In the event that any patents, patent applications, or other references are incorporated by reference herein and (1) define a term in a manner that is inconsistent with and/or (2) are otherwise inconsistent with, either the non-incorporated portion of the present disclosure or any of the other incorporated references, the non-incorporated portion of the present disclosure shall control, and the term or incorporated disclosure therein shall only control with respect to the reference in which the term is defined and/or the incorporated disclosure was present originally.

As used herein the terms “adapted” and “configured” mean that the element, component, or other subject matter is designed and/or intended to perform a given function. Thus, the use of the terms “adapted” and “configured” should not be construed to mean that a given element, component, or other subject matter is simply “capable of” performing a given function but that the element, component, and/or other subject matter is specifically selected, created, implemented, utilized, programmed, and/or designed for the purpose of performing the function. It is also within the scope of the present disclosure that elements, components, and/or other recited subject matter that is recited as being adapted to perform a particular function may additionally or alternatively be described as being configured to perform that function, and vice versa.

As used herein, the phrase, “for example,” the phrase, “as an example,” and/or simply the term “example,” when used with reference to one or more components, features, details, structures, embodiments, and/or methods according to the present disclosure, are intended to convey that the described component, feature, detail, structure, embodiment, and/or method is an illustrative, non-exclusive example of components, features, details, structures, embodiments, and/or methods according to the present disclosure. Thus, the described component, feature, detail, structure, embodiment, and/or method is not intended to be limiting, required, or exclusive/exhaustive; and other components, features, details, structures, embodiments, and/or methods, including structurally and/or functionally similar and/or equivalent components, features, details, structures, embodiments, and/or methods, are also within the scope of the present disclosure.

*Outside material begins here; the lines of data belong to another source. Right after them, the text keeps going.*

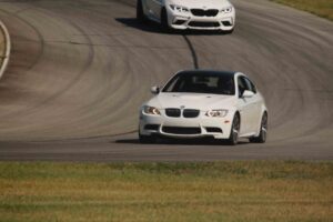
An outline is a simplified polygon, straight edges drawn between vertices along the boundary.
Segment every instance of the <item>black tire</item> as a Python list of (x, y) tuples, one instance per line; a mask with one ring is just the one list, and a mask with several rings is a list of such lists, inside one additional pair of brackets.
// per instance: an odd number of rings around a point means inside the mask
[(152, 144), (157, 142), (155, 135), (142, 135), (139, 133), (139, 141), (143, 144)]
[(268, 140), (268, 123), (269, 123), (269, 117), (268, 113), (264, 112), (261, 118), (261, 124), (260, 124), (260, 133), (259, 137), (250, 138), (250, 142), (255, 143), (265, 143)]
[(232, 121), (230, 135), (228, 139), (229, 144), (236, 145), (239, 143), (240, 129), (241, 129), (241, 118), (239, 113), (235, 113)]
[(142, 0), (137, 1), (137, 20), (139, 22), (145, 22), (147, 21), (147, 18), (143, 13)]
[(229, 31), (223, 31), (223, 33), (224, 33), (224, 34), (232, 34), (233, 30), (234, 30), (234, 29), (229, 30)]
[(170, 27), (169, 27), (169, 22), (168, 22), (168, 13), (167, 13), (165, 8), (162, 8), (162, 11), (161, 11), (161, 28), (164, 32), (170, 32)]

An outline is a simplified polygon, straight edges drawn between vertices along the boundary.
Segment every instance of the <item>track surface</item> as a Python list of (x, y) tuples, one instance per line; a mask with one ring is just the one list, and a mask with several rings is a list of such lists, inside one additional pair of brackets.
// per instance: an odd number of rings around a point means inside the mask
[[(133, 0), (0, 0), (12, 38), (0, 82), (0, 160), (333, 159), (333, 23), (234, 0), (231, 36), (141, 26)], [(142, 145), (138, 109), (180, 69), (248, 73), (270, 110), (266, 144)]]

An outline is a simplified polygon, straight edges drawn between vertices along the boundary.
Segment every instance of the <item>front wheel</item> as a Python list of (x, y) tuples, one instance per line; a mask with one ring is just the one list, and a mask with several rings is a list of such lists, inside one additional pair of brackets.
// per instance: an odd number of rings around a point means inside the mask
[(143, 144), (152, 144), (157, 142), (157, 137), (154, 135), (142, 135), (139, 133), (139, 141)]
[(268, 140), (268, 123), (269, 123), (269, 117), (268, 117), (268, 113), (264, 112), (261, 118), (259, 137), (250, 138), (250, 142), (256, 142), (256, 143), (266, 142), (266, 140)]
[(165, 8), (163, 8), (161, 11), (161, 28), (165, 32), (170, 31), (170, 27), (169, 27), (169, 22), (168, 22), (168, 12), (167, 12)]
[(240, 129), (241, 129), (241, 119), (239, 113), (236, 113), (232, 121), (230, 137), (228, 139), (229, 144), (236, 145), (239, 143)]

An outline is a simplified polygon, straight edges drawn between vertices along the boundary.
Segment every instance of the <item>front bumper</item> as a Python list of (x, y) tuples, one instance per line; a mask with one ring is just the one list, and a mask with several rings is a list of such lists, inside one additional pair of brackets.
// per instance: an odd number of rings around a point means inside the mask
[(163, 111), (161, 115), (140, 113), (140, 134), (159, 134), (169, 138), (204, 138), (228, 139), (231, 131), (232, 115), (209, 118), (200, 113), (198, 118), (170, 118)]
[(194, 16), (191, 12), (174, 12), (168, 9), (168, 23), (173, 29), (222, 30), (231, 31), (235, 24), (234, 10), (230, 13), (219, 12), (214, 17)]

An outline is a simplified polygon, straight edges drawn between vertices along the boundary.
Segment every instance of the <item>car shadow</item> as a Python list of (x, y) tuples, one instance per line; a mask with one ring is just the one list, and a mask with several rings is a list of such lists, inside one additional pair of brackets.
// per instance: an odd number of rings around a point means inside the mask
[(226, 33), (219, 30), (163, 30), (161, 26), (153, 21), (139, 22), (135, 18), (115, 18), (119, 23), (134, 28), (141, 31), (160, 33), (160, 34), (178, 34), (178, 36), (225, 36)]
[[(122, 143), (122, 144), (142, 144), (140, 143), (139, 139), (121, 139), (121, 140), (115, 140), (112, 141), (111, 143)], [(245, 145), (249, 144), (250, 142), (246, 142), (244, 140), (239, 141), (238, 145)], [(152, 143), (155, 145), (230, 145), (226, 141), (220, 141), (220, 140), (214, 140), (210, 138), (204, 138), (204, 139), (184, 139), (184, 140), (179, 140), (179, 139), (168, 139), (168, 138), (159, 138), (155, 143)], [(144, 144), (142, 144), (144, 145)]]

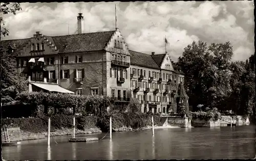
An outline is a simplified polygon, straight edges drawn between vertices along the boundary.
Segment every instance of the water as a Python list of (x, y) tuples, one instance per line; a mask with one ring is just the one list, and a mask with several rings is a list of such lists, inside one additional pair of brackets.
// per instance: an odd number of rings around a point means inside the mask
[[(20, 145), (3, 147), (6, 160), (111, 160), (205, 158), (253, 158), (254, 125), (217, 128), (157, 129), (113, 132), (98, 142), (69, 143), (71, 136), (25, 141)], [(87, 135), (102, 138), (105, 133)], [(80, 136), (77, 137), (84, 137)]]

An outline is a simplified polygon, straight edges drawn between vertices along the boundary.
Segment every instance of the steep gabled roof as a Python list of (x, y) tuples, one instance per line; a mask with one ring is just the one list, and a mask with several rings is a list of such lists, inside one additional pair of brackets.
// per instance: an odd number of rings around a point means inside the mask
[(151, 55), (129, 50), (131, 54), (131, 64), (147, 68), (159, 69), (158, 65)]
[(164, 57), (165, 57), (165, 55), (166, 54), (164, 53), (164, 54), (158, 54), (152, 56), (152, 58), (155, 60), (155, 61), (156, 61), (156, 62), (157, 63), (157, 65), (158, 65), (158, 66), (159, 67), (161, 67), (162, 63), (163, 63)]
[(101, 50), (105, 48), (115, 31), (53, 36), (60, 53)]
[[(70, 53), (90, 51), (104, 49), (115, 31), (84, 33), (64, 36), (44, 36), (54, 44), (59, 53)], [(31, 38), (1, 41), (4, 46), (9, 45), (17, 49), (21, 49)]]

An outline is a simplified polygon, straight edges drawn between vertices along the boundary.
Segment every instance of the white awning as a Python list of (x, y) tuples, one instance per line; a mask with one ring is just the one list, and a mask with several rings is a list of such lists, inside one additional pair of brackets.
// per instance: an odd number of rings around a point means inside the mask
[(40, 58), (38, 60), (38, 62), (45, 62), (45, 59), (44, 58)]
[(31, 58), (31, 59), (30, 59), (30, 60), (29, 60), (29, 62), (35, 63), (35, 58)]
[(52, 85), (48, 84), (42, 84), (42, 83), (31, 83), (31, 84), (42, 88), (50, 92), (56, 92), (60, 93), (75, 93), (72, 91), (66, 90), (57, 85)]

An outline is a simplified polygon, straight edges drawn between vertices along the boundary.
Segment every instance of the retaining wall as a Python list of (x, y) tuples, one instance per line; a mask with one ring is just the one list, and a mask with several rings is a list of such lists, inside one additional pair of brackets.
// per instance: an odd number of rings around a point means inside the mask
[(192, 119), (191, 125), (193, 127), (220, 127), (220, 120), (214, 121), (212, 120), (206, 121), (200, 119)]

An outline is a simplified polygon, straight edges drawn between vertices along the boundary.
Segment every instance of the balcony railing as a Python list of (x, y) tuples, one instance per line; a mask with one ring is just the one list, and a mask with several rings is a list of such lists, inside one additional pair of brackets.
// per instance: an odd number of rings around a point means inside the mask
[(120, 83), (124, 83), (124, 78), (118, 78), (117, 79), (118, 82)]
[(49, 83), (57, 83), (57, 79), (50, 78), (50, 79), (49, 79), (47, 81), (48, 81), (47, 82), (49, 82)]
[(154, 77), (153, 76), (150, 76), (148, 77), (148, 82), (151, 82), (154, 80)]
[(158, 81), (157, 81), (158, 83), (161, 83), (162, 82), (163, 82), (163, 80), (162, 79), (162, 78), (158, 78)]
[(140, 88), (139, 87), (135, 87), (134, 90), (133, 90), (134, 92), (137, 93), (140, 90)]
[(122, 67), (129, 68), (130, 67), (130, 63), (126, 63), (124, 62), (120, 62), (117, 60), (112, 60), (111, 64), (120, 66)]
[(160, 104), (160, 102), (158, 101), (148, 101), (148, 104)]
[(155, 89), (155, 90), (154, 90), (154, 93), (158, 93), (159, 92), (159, 89)]
[(31, 77), (31, 80), (36, 82), (44, 82), (43, 78)]
[(144, 78), (144, 76), (142, 75), (140, 75), (139, 77), (139, 80), (142, 80)]
[(112, 97), (116, 101), (130, 102), (130, 98), (125, 97)]
[(130, 76), (131, 78), (133, 78), (133, 74), (130, 74)]
[(74, 83), (81, 83), (83, 81), (82, 78), (74, 78), (73, 79)]
[(150, 92), (150, 89), (149, 88), (146, 88), (144, 90), (144, 93), (148, 93)]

As used herein, “at least substantially,” when modifying a degree or relationship, may include not only the recited “substantial” degree or relationship, but also the full extent of the recited degree or relationship. A substantial amount of a recited degree or relationship may include at least 75% of the recited degree or relationship. For example, an object that is at least substantially formed from a material includes objects for which at least 75% of the objects are formed from the material and also includes objects that are completely formed from the material. As another example, a first length that is at least substantially as long as a second length includes first lengths that are within 75% of the second length and also includes first lengths that are as long as the second length.

As used herein, storage, or memory, devices and media having computer-executable instructions, as well as computing device implemented methods, and other methods according to the present disclosure are considered to be within the scope of subject matter deemed patentable in accordance with the national laws of the country in which this patent application is pending, such as (but not limited to) Section 101 of Title 35 of the United States Code.